生産過程にあるあいだは労働の生活手段を捨象しながら労働能力(puissance de travail)を把握することは、一つの妄想(être de raison)を把握することである。(『資本論 第1巻 第1分冊』、大月書店p.226)
結論から言えば、筑摩訳がいちばんわかりやすい。
そこではロッシの主張はこうなるからだ。
「労働する能力、つまり労働力のことなんだけどね。その『労働する能力』をもっている労働者が生きていくために必要な衣食住の費用があるでしょ。その衣食住の費用の問題をわざわざ取り出して『労働する能力』ってやつを理解しようとしたら、そいつはぬけがらをつかまされることになる。一番大事なところ抜かして、実体のない幽霊みたいなものをつかまえちまうのと同じことになるんだぜ?」
新日本版と正反対の理解になってしまうが、これならマルクスがロッシを批判した意味がわかる。ポイントは筑摩訳では「抽出」を使っている点である。
お分かりだろうか。
「捨象」「抽出」「抽象」という3つの訳があるのだ。
しかしこの3者はだいぶ違う意味合いがある。
「捨象」は必要でないものを捨て去っていることである。
「抽出」は必要なものを取り出していることである。
「抽象」は、必要でないものを捨てて、必要なものを取り出していることである。
それでも「抽出」と「抽象」はよく似ている。しかし「捨象」は意味が違ってくる。
つれあいに質問してみたが、つれあいは「抽象」と「捨象」は似ていると述べた。
辞書(精選版 日本国語大辞典)には「捨象」についてこうある。
捨象 (読み)しゃしょう
物事の表象から、一つまたはいくつかの特徴を分けて取り出す抽象を行なう場合に、それ以外の特徴を捨て去ること。また、概念について抽象する場合、抽象すべき特性以外の特性を捨て去ること。抽象作用の否定的側面。

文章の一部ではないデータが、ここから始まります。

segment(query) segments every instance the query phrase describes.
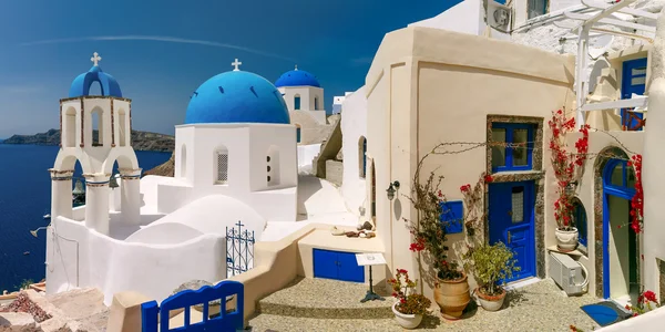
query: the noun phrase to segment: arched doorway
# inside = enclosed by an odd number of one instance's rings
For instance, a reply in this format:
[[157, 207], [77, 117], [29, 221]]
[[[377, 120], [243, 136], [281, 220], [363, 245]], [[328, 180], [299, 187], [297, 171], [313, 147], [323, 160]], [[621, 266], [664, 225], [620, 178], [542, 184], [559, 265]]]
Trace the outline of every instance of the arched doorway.
[[635, 170], [625, 154], [606, 160], [602, 185], [603, 298], [634, 301], [640, 292], [640, 246], [628, 225]]

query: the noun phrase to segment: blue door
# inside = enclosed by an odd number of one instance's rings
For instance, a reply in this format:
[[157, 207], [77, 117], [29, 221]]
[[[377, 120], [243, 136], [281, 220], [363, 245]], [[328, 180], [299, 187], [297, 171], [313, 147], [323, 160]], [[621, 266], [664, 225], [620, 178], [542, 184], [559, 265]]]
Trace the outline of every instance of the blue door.
[[520, 267], [505, 282], [535, 276], [534, 189], [533, 181], [490, 185], [490, 243], [512, 249]]
[[355, 252], [314, 249], [314, 278], [365, 282], [365, 267], [358, 266]]
[[[646, 87], [646, 58], [625, 61], [621, 82], [621, 98], [630, 100], [634, 94], [643, 95]], [[642, 131], [643, 114], [632, 108], [621, 110], [621, 122], [624, 131]]]

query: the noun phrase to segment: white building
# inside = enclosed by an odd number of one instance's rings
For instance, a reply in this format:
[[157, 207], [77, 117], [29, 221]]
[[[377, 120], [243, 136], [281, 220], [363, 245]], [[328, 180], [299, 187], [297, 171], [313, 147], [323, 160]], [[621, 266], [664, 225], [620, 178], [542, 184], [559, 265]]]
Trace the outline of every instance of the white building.
[[[106, 304], [124, 290], [164, 299], [185, 281], [226, 278], [227, 227], [242, 222], [260, 238], [267, 221], [296, 220], [296, 127], [269, 81], [239, 71], [236, 61], [236, 70], [204, 82], [176, 127], [175, 177], [140, 179], [131, 101], [99, 68], [96, 53], [92, 60], [61, 100], [62, 148], [50, 169], [48, 293], [96, 287]], [[101, 96], [89, 93], [94, 82]], [[72, 208], [76, 162], [88, 193], [85, 206]], [[110, 189], [114, 162], [121, 184]]]
[[298, 144], [319, 144], [327, 139], [334, 124], [328, 124], [324, 107], [324, 89], [309, 72], [296, 66], [275, 82], [282, 93], [291, 124], [296, 126]]

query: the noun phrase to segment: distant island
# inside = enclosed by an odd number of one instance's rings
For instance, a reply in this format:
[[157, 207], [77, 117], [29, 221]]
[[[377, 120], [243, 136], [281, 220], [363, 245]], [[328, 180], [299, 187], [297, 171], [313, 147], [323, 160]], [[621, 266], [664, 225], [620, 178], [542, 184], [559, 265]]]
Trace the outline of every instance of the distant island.
[[[98, 131], [93, 131], [93, 143], [98, 142]], [[35, 135], [13, 135], [0, 144], [30, 144], [30, 145], [59, 145], [60, 131], [50, 129]], [[132, 131], [132, 146], [135, 151], [173, 152], [175, 137], [171, 135]]]

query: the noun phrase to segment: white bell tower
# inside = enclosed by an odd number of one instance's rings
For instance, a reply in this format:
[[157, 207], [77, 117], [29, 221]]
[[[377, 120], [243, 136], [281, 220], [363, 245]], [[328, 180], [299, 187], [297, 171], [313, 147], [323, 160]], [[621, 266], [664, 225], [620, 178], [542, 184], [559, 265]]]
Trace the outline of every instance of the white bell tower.
[[[117, 162], [122, 179], [121, 219], [130, 225], [140, 222], [141, 168], [132, 148], [132, 101], [124, 98], [115, 79], [101, 70], [102, 58], [96, 52], [90, 60], [93, 66], [72, 82], [69, 97], [60, 100], [60, 152], [49, 169], [51, 218], [84, 220], [88, 228], [109, 235], [109, 180], [113, 165]], [[94, 83], [99, 83], [101, 95], [90, 94]], [[85, 178], [84, 214], [72, 209], [76, 160]]]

ぼくはドイツ語の『資本論』を持っていないし、ドイツ語の素養もない(大学でドイツ語の単位は取ったけど)。
かわりに英語の『資本論』がある。ただぼくの持っているのは、単なる英訳であって(ネットにあったフリーのもの)、この英文が、サミュエル・ムアが訳してマルクスの『資本論』の序文にも載せられているいわゆる「英語版」と同じものなのかどうかはわからない。
その前提で書くけども、ぼくの英文『資本論』では、
we make abstraction from the means of subsistence of the labouurers
となっている。abstractionなのだ。
abstraction(その元になっている動詞abstract)は基本的に「抽象」「抽出」なのだが、「捨象」という意味もある。
しかし、語源は「ラテン語abstractus(abs- 離れて + trahere 引く + -tus過去分詞語尾」(プログレッシブ英和中辞典)であり、基本的には、「〜から取り出す」「〜から抽出する」「〜を要約する」という意味であり、「全体の中から取り出す」というイメージだ。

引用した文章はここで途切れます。